The Razor Sharp Protective Ornament at Tacoma Art Museum

Catch the modern look at artistic armor and weaponry before it's gone.

By Seth Sommerfeld January 13, 2015

Debra Baxter, Devil Horns Crystal Brass Knuckles (mosh safely), 2013, quartz crystals, sterling silver, 5 x 4.5 x 3 in.

It doesn’t take a deep perusal of pop culture to see that there’s an aesthetic appeal to violence. It offers up plots for prime time drama, box office fodder, and countless hours of video gaming. Protective Ornament: Contemporary Amulets to Armor at Tacoma Art Museum examines various aspects about how we defend ourselves from the violent world via fresh artistic takes on armor and weaponry. It’s not simply about how we shield ourselves physically, but also how we shield ourselves from ideas (for better or for worse).

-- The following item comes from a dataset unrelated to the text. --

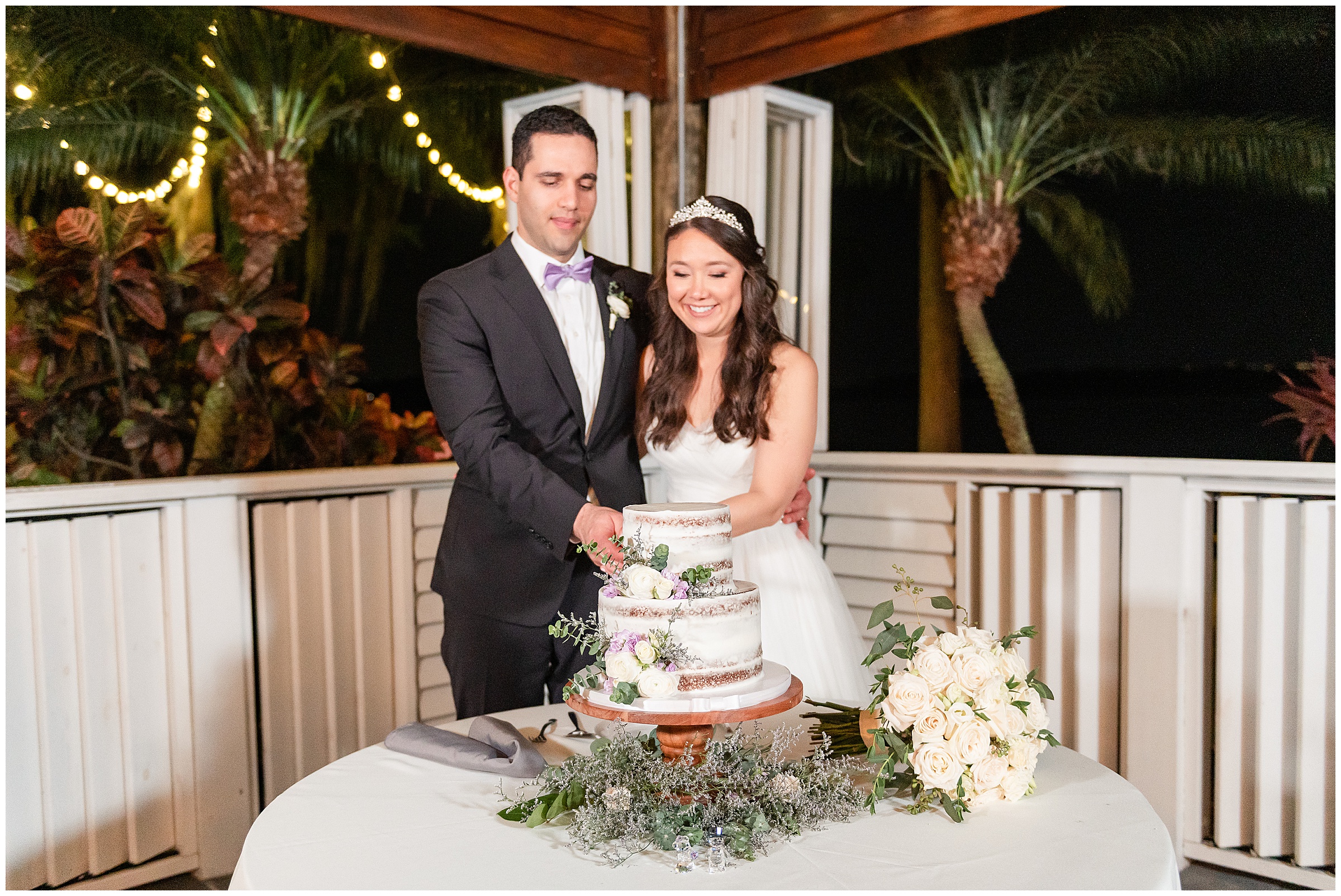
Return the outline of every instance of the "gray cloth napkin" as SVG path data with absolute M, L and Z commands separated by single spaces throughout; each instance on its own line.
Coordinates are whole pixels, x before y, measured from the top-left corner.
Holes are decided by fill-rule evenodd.
M 444 766 L 510 778 L 534 778 L 548 765 L 512 724 L 487 715 L 471 722 L 468 738 L 422 722 L 402 724 L 386 735 L 386 748 Z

The exhibit opens with two Parker Brown helmets that are played for sharp satire. The artist takes a shot at immigration injustices with This Land Is My Land, This Land Is Your Land, a steel morion (Conquistador-style helmet) baring the official seal of U.S. Customs and Boarder Patrol. It is paired with In Defense of Ignorance, a hounskull (knight’s helmet with pointed beak) that lacks eye and air holes and is inscribed with the words “Against logic there is no armor like ignorance.” The ironic tone cares over to the exhibit’s exploration of amulets and the idea that they play on a wearer’s faith to repel danger. Fallen Warriors by Robert Ebendorf makes luck feel like a byproduct brutality, as the single silver necklace features 16 traditional animal charms like squirrel paws and a chicken’s foot. While not played with a hint of comedy like the rest, Boris Bally’s Brave 3: Necklace looks beautiful from afar but chilling upon closer examination as it becomes clear the intricate piece was crafted from 100 gun triggers.

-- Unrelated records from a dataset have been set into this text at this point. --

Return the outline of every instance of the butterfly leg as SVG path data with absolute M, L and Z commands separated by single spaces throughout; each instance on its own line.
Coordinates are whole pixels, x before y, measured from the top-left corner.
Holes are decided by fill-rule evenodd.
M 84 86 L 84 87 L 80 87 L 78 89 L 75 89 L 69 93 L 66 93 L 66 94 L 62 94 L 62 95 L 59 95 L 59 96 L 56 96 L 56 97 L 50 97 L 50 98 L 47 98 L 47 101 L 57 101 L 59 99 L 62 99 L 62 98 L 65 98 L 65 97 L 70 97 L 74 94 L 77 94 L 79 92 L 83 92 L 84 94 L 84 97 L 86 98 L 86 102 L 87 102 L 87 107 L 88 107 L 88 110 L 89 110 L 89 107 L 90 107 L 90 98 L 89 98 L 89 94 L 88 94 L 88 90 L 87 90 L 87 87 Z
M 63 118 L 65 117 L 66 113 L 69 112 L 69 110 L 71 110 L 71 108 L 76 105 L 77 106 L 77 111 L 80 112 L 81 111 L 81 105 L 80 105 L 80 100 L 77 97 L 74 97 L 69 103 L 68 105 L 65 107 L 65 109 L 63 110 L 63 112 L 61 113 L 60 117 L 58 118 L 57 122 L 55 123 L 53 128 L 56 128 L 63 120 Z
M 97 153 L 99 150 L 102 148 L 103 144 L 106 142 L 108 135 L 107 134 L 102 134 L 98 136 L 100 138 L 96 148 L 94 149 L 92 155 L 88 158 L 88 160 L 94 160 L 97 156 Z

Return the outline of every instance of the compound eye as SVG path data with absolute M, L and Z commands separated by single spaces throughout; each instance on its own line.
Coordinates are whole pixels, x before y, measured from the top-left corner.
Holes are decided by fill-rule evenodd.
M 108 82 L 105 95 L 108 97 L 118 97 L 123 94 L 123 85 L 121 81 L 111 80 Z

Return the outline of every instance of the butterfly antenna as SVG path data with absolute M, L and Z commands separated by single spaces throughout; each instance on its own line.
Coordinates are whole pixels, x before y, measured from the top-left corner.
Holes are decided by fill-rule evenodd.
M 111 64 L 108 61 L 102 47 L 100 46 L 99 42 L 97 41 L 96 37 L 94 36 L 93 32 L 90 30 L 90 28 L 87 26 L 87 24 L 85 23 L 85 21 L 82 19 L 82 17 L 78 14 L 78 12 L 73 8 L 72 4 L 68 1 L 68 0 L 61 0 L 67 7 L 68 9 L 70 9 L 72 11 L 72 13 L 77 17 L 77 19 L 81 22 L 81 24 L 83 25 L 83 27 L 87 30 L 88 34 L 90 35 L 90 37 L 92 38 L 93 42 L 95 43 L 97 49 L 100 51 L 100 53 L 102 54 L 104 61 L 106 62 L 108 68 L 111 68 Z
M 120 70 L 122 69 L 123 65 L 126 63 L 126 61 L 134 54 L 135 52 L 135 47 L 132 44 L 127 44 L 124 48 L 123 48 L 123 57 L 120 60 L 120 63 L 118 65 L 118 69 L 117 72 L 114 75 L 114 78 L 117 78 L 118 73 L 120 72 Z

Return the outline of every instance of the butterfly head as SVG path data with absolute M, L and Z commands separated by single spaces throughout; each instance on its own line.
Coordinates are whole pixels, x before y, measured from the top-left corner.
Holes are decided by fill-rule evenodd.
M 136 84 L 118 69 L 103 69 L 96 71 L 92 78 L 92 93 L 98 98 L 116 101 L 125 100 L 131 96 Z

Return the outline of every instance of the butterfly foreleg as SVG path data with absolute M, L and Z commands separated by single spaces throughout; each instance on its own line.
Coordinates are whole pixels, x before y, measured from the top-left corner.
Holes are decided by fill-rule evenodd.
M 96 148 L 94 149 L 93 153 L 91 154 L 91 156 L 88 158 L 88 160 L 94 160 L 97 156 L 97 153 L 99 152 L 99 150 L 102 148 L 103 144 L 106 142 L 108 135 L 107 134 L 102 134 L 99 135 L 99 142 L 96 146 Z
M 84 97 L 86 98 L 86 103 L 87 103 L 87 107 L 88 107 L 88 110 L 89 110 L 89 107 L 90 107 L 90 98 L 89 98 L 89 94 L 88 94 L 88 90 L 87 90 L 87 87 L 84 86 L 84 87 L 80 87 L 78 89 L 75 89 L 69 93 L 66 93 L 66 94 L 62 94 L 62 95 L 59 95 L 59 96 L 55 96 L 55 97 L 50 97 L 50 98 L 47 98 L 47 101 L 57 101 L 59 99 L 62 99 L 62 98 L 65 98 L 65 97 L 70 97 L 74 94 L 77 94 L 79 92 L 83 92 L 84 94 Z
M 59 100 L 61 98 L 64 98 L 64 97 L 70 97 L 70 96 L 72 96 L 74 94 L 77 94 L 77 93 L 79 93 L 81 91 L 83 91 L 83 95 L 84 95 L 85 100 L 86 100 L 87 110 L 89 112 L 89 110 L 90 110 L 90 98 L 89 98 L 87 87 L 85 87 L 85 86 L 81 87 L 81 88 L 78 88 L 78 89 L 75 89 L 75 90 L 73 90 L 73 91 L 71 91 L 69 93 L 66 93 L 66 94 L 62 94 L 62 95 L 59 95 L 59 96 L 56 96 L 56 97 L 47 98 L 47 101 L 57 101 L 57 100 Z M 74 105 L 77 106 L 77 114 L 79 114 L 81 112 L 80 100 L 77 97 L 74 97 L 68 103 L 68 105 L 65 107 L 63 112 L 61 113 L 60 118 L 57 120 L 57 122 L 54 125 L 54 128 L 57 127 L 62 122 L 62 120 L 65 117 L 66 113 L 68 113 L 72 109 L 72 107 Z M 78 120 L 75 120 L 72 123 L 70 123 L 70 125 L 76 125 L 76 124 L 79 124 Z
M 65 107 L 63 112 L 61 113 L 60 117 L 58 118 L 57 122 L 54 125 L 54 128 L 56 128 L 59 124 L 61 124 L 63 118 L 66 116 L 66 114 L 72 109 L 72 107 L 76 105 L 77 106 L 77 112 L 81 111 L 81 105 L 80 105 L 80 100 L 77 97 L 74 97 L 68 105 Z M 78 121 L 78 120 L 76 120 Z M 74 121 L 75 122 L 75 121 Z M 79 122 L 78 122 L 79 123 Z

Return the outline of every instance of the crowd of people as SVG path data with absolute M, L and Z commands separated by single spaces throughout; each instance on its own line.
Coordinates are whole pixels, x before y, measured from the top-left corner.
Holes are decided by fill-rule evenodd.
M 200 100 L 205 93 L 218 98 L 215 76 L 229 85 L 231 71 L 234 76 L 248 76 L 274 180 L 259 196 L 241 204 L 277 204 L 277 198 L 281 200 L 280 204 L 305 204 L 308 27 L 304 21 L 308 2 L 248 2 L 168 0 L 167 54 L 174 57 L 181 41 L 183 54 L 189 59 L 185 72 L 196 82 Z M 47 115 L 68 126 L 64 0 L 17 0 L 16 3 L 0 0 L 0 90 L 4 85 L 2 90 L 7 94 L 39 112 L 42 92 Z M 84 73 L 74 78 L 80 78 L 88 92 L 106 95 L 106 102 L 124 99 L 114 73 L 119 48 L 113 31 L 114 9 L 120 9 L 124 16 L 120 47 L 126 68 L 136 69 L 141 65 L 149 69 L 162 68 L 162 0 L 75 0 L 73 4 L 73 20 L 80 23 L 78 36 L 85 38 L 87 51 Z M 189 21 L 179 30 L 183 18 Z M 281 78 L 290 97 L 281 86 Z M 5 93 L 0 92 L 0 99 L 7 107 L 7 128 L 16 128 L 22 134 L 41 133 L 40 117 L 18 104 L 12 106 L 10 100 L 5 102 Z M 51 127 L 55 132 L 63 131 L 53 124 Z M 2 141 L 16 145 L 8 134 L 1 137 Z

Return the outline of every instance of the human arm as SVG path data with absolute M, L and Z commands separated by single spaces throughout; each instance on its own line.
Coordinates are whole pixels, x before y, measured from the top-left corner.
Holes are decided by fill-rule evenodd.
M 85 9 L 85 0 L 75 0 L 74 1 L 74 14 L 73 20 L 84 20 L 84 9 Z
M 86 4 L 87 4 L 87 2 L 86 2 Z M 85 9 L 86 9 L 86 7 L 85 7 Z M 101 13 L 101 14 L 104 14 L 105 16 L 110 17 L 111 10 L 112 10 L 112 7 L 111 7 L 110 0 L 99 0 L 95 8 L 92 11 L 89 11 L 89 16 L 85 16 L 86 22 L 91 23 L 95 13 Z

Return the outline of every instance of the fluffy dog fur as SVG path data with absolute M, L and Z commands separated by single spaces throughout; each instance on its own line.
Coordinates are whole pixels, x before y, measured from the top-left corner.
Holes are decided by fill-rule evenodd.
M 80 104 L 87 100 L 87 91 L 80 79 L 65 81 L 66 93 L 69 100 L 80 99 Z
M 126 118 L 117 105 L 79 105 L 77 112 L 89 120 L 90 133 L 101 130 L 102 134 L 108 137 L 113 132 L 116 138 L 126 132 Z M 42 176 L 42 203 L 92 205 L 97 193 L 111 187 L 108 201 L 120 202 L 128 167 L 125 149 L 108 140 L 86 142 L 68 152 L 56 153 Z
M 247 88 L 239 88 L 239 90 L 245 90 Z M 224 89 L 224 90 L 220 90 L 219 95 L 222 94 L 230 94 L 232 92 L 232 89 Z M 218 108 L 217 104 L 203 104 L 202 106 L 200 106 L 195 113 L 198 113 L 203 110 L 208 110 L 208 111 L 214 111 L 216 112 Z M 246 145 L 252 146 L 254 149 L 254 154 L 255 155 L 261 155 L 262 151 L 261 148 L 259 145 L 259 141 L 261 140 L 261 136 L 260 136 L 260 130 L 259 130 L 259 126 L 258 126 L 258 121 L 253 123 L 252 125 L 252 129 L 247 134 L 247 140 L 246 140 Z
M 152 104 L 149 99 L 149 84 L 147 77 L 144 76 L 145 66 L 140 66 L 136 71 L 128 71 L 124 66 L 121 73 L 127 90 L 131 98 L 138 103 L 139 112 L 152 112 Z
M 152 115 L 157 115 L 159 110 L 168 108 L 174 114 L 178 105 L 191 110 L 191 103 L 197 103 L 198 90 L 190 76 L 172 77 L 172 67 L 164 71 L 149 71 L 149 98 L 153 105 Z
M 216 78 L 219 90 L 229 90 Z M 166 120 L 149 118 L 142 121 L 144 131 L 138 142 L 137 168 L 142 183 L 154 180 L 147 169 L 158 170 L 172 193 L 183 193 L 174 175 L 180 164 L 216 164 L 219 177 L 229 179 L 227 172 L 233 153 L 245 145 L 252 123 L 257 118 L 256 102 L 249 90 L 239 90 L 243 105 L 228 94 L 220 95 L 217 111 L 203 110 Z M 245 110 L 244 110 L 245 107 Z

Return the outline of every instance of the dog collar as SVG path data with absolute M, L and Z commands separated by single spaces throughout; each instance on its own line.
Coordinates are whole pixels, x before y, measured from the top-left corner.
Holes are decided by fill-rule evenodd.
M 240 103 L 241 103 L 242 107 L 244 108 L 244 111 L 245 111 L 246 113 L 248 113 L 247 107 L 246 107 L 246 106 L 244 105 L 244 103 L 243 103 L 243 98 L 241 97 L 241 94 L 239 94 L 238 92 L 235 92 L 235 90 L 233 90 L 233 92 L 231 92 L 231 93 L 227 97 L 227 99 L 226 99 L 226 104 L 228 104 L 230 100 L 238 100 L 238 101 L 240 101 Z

There’s a mildly unnerving elegance to many of Protective Ornament’s pieces. The brass knuckles collection reimagines violence as something rough, natural, and beautiful via Debra Baxter’s Devil Horn Crystal Brass Knuckles (mosh safely) and as a byproduct of love with two wedding ring creations: Kat Bauman Mess’s Til Death Do Us Part and Wedding Anniversary Ring by Kenneth MacBain. Alexandra Chaney’s ball-worthy neckpiece of draping pink syringe tips Repel: Aprilophobia draws strength from making the object of fear (aprilophobia is the fear of needles) into tool for defense and works on a second level with the idea of medicine and vaccinations being a form of protection.

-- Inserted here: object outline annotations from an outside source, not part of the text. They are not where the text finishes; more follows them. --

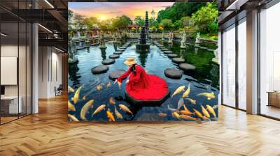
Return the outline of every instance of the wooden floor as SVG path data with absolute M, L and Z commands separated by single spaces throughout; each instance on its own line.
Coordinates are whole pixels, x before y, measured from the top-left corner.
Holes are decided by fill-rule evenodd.
M 0 126 L 0 155 L 280 155 L 280 122 L 219 108 L 217 122 L 67 121 L 66 97 Z

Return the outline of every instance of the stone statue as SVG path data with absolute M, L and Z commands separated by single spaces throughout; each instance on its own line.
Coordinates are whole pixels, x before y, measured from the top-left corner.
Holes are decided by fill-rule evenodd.
M 173 33 L 172 32 L 169 32 L 169 36 L 168 36 L 168 43 L 173 42 Z
M 99 48 L 102 49 L 105 49 L 107 48 L 107 47 L 105 45 L 105 40 L 104 40 L 104 35 L 103 33 L 101 33 L 100 35 L 100 47 Z
M 183 31 L 183 36 L 182 36 L 182 39 L 181 40 L 181 46 L 180 48 L 184 49 L 186 48 L 186 40 L 187 39 L 187 36 L 186 35 L 186 31 Z
M 215 57 L 213 58 L 212 61 L 218 64 L 219 61 L 218 61 L 218 48 L 214 51 L 214 53 Z
M 195 44 L 200 45 L 200 33 L 198 32 L 197 35 L 197 38 L 195 39 Z

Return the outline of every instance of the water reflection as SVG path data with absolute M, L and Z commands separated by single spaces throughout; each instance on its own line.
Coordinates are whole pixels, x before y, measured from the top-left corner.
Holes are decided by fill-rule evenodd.
M 122 43 L 123 44 L 123 43 Z M 180 44 L 174 42 L 172 47 L 169 47 L 167 42 L 164 42 L 166 47 L 169 47 L 174 54 L 178 54 L 178 57 L 182 57 L 186 60 L 186 63 L 192 64 L 196 67 L 195 70 L 189 70 L 183 72 L 182 79 L 174 80 L 167 78 L 164 75 L 164 70 L 166 68 L 178 68 L 178 64 L 174 63 L 171 58 L 168 58 L 161 52 L 156 46 L 151 46 L 149 52 L 136 53 L 135 51 L 135 45 L 132 44 L 124 52 L 120 55 L 120 58 L 115 59 L 115 63 L 109 66 L 109 71 L 102 75 L 92 75 L 91 69 L 101 64 L 102 60 L 106 59 L 108 56 L 115 51 L 116 45 L 113 43 L 106 43 L 107 49 L 106 51 L 100 52 L 98 47 L 91 47 L 90 53 L 85 50 L 80 50 L 76 54 L 79 58 L 78 63 L 70 65 L 69 70 L 69 84 L 74 88 L 77 88 L 81 85 L 84 87 L 81 90 L 80 95 L 86 95 L 87 100 L 94 99 L 95 107 L 98 107 L 103 104 L 106 104 L 106 109 L 109 109 L 111 111 L 116 108 L 119 110 L 118 104 L 122 104 L 127 106 L 134 116 L 126 113 L 122 110 L 120 112 L 123 116 L 125 120 L 176 120 L 172 117 L 172 112 L 167 108 L 169 105 L 172 108 L 176 108 L 178 101 L 181 95 L 174 96 L 172 99 L 167 99 L 160 106 L 148 107 L 138 106 L 130 103 L 125 100 L 125 83 L 122 83 L 120 89 L 118 85 L 113 85 L 113 81 L 108 79 L 108 73 L 115 70 L 127 70 L 127 66 L 124 65 L 123 61 L 127 57 L 137 57 L 140 65 L 148 70 L 150 75 L 156 75 L 164 79 L 168 84 L 169 91 L 173 93 L 178 86 L 184 85 L 187 86 L 190 83 L 191 91 L 190 97 L 197 100 L 197 104 L 186 104 L 190 110 L 195 108 L 201 111 L 201 105 L 209 104 L 214 105 L 217 104 L 218 98 L 214 100 L 207 100 L 203 97 L 197 97 L 197 95 L 202 92 L 214 91 L 216 97 L 218 94 L 218 81 L 219 81 L 219 68 L 218 65 L 211 63 L 211 59 L 214 57 L 214 54 L 206 50 L 195 49 L 193 46 L 187 46 L 186 49 L 180 49 Z M 118 46 L 118 45 L 117 45 Z M 111 87 L 107 88 L 108 83 L 111 83 Z M 97 86 L 102 85 L 102 89 L 97 90 Z M 69 98 L 73 97 L 74 93 L 69 93 Z M 113 97 L 116 100 L 115 105 L 108 104 L 110 97 Z M 76 116 L 79 118 L 79 112 L 81 107 L 87 101 L 79 100 L 76 104 Z M 187 101 L 185 101 L 186 103 Z M 90 109 L 89 114 L 86 118 L 88 120 L 107 121 L 106 111 L 102 111 L 99 114 L 92 116 L 94 109 Z M 71 112 L 74 114 L 75 112 Z M 158 113 L 167 114 L 167 117 L 159 118 Z M 216 111 L 218 114 L 218 111 Z M 78 118 L 80 119 L 80 118 Z

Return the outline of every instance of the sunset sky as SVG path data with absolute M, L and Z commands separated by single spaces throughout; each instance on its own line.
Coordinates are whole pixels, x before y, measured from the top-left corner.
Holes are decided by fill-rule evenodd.
M 87 17 L 96 17 L 105 20 L 125 15 L 134 20 L 136 16 L 145 17 L 145 12 L 150 13 L 153 10 L 155 17 L 158 12 L 174 2 L 69 2 L 69 8 L 75 13 Z

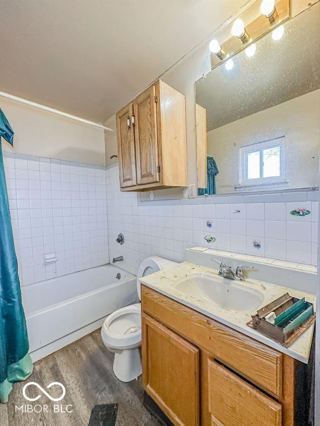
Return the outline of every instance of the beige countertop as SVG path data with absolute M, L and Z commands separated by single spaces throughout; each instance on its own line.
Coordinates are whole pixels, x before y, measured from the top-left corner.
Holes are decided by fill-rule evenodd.
M 210 268 L 184 262 L 168 269 L 160 271 L 142 278 L 140 282 L 151 289 L 168 296 L 171 299 L 188 306 L 198 312 L 206 315 L 230 328 L 237 330 L 244 334 L 264 343 L 280 352 L 307 363 L 309 358 L 310 349 L 313 336 L 314 325 L 310 327 L 288 348 L 284 348 L 276 342 L 266 337 L 260 332 L 246 325 L 251 319 L 251 315 L 256 313 L 256 310 L 252 312 L 236 312 L 220 307 L 214 303 L 208 298 L 199 294 L 188 294 L 178 290 L 176 285 L 181 279 L 192 274 L 214 274 L 218 276 L 218 271 Z M 290 296 L 302 299 L 314 304 L 316 308 L 316 296 L 310 293 L 303 293 L 286 287 L 270 284 L 261 281 L 247 279 L 243 282 L 235 282 L 232 280 L 222 278 L 226 285 L 236 282 L 240 285 L 249 289 L 258 290 L 262 294 L 263 302 L 258 309 L 262 308 L 273 300 L 288 293 Z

Protective Ornament additionally explores the inequality that arises from the detrimental ways society sometimes attempts to safeguard women. Flora Book comments on female objectification with Armor for Joan of Arc. The thin, slinky, knitted silver chainmail, essentially offers no defense and looks something that’d be more at home in Sports Illustrated’s swimsuit issue than on a battlefield. The restrictions of women’s sexuality is touched upon via Paulette Myers’s lavish silver and copper Chastity Belt which twists the female form into some sort of detached treasure, and “The Injector” Anti-Rape Device by Ira D. Sherman is a nightmarish curving contraption crafted from steel, brass, glass, and garnets that seems pulled out of a science fiction horror. On a more positive, optimistic feminist front, Nancy Worden’s Literal Defense transforms aluminum cookware (cookie sheets, pots, etc.) into a breastplate inscribed with quotes from great thinkers defending the arts.

The strength of the Protective Ornament lies in the way that each piece assumes its own identity. They’re rich in layers of meaning and address a variety of issues while still fitting the general thematic push. It’s fortified art for an assailable time.

Protective Ornament: Contemporary Amulets to Armor
Thru Feb 1, Tacoma Art Museum, $14

Parker Brown, The Defense of Ignorance (helmet), 2009, steel brass, bronze, leather, cotton, wood, 16 x 16 x 18 in.